Review
"Although chiefly known today for his ties to Fanny Fern and Harriet Jacobs, N. P. Willis is a fascinating figure in his own right, and this book goes a long way toward explaining his significance. Baker does a fine job of exploring Willis's career while making a solid contribution to our understanding of the culture of celebrity, fashion, and society in antebellum America."--Michael Winship, University of Texas at Austin
"A serious study of N. P. Willis is long overdue. Willis was an author, editor, and self-styled arbiter of taste who sparked adoration, condemnation, respect, and ridicule on a wide public stage. His life offers a fascinating perspective on the dynamics of the sentimental literary scene in which he played so important a role. By focusing attention on Willis's public persona, Baker's wonderful book illuminates the historical development of celebrity itself."--Rachel Klein, University of California at San Diego
"This is an absorbing study of a self-absorbed (but now nearly forgotten) poet and essayist who helped invent our modern-day cult of celebrity. N. P. Willis retailed his own cosmopolitan personality and those of other writers of his day, turning gossip into a saleable commodity and gaining fame and fans in the process.
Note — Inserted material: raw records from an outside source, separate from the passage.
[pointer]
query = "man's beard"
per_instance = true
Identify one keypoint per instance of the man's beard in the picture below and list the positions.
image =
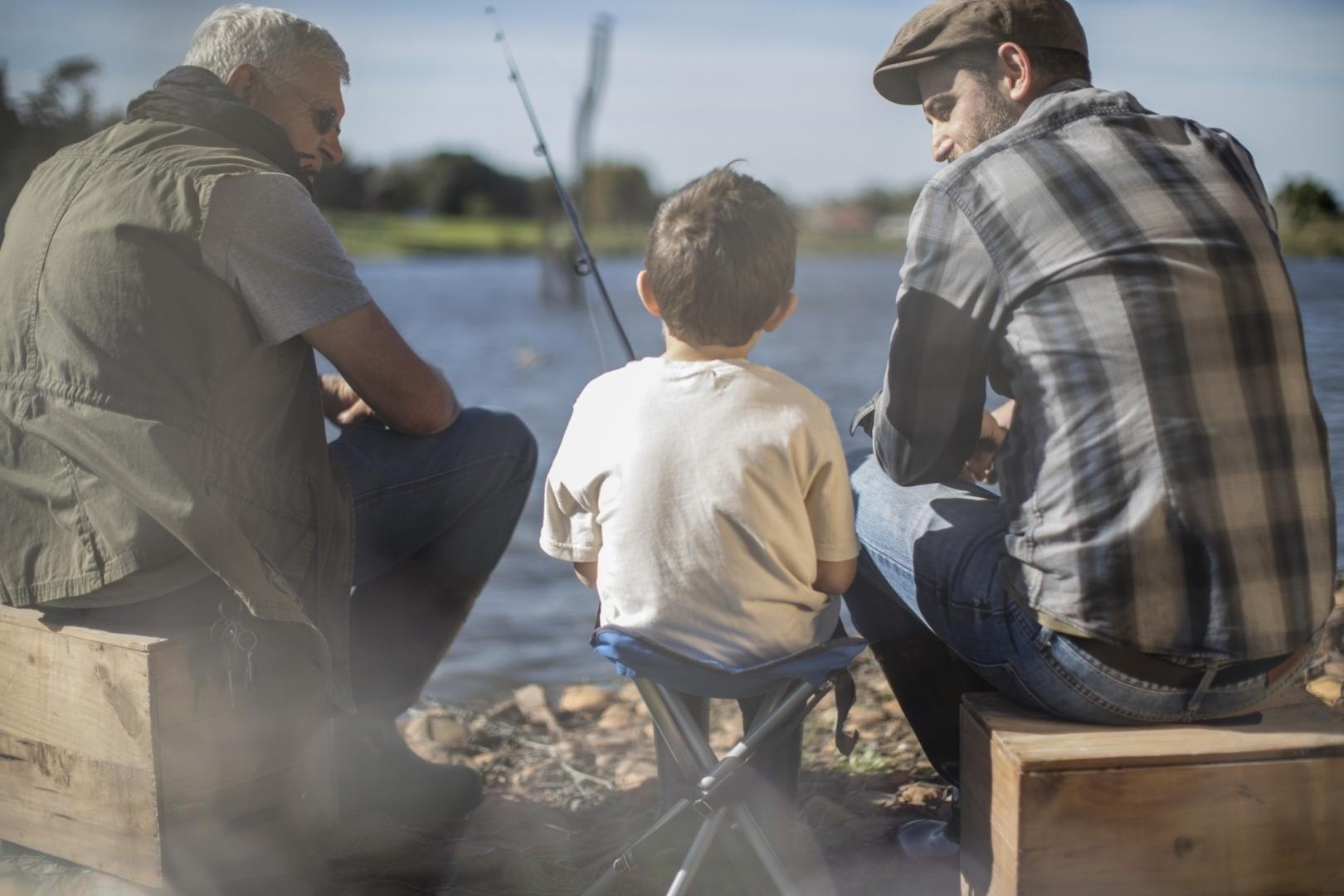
(996, 116)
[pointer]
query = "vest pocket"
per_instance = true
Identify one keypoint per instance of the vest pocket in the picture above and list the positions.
(273, 514)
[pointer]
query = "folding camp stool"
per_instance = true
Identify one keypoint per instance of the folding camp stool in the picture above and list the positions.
(795, 685)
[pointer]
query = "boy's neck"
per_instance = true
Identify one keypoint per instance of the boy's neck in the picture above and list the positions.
(682, 351)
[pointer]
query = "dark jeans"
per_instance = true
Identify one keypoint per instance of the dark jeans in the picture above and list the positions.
(433, 514)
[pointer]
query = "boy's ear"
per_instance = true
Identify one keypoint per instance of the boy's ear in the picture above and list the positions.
(782, 314)
(645, 290)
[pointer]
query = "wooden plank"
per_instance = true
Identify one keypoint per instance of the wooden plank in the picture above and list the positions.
(1042, 742)
(78, 694)
(990, 811)
(1226, 829)
(37, 621)
(95, 813)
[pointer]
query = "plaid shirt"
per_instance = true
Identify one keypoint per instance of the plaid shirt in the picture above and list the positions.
(1166, 481)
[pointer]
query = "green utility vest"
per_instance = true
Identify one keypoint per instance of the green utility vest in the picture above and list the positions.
(140, 411)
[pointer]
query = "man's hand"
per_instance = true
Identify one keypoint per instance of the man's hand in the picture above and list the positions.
(587, 571)
(342, 405)
(993, 430)
(403, 391)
Thomas N. Baker's deeply researched book brings to life an important segment of the cultural vanguard of the mid-nineteenth century New York intellectual world, promoted to self-importance via the new techniques of celebrity journalism. The downside of celebrity is fully displayed as well, when public characters become engulfed in scandalous events that become front-page news. Baker has produced a rich and engaging story about the burdens of fame that resonates with modern-day concerns about the public's right to know intimate details of a public figure's life."--Patricia Cline Cohen, University of California at Santa Barbara
Product Description
Sentiment and Celebrity tells the story of a man the New York Times once called "the most talked-about author in America". A widely admired, if controversial master of the sentimental appeal poet and "magazinist" Nathaniel Parker Willis (1806-1867) was a pioneer in the modern business of celebrity. By charting the shape and thrust of the various controversies that surrounded Willis, this book shows how the cultural and commercial impulses that fostered the development of antebellum America's love affair with fame and fashion drew power and sustenance from the concurrent allure of genteel cultivation and sentiment.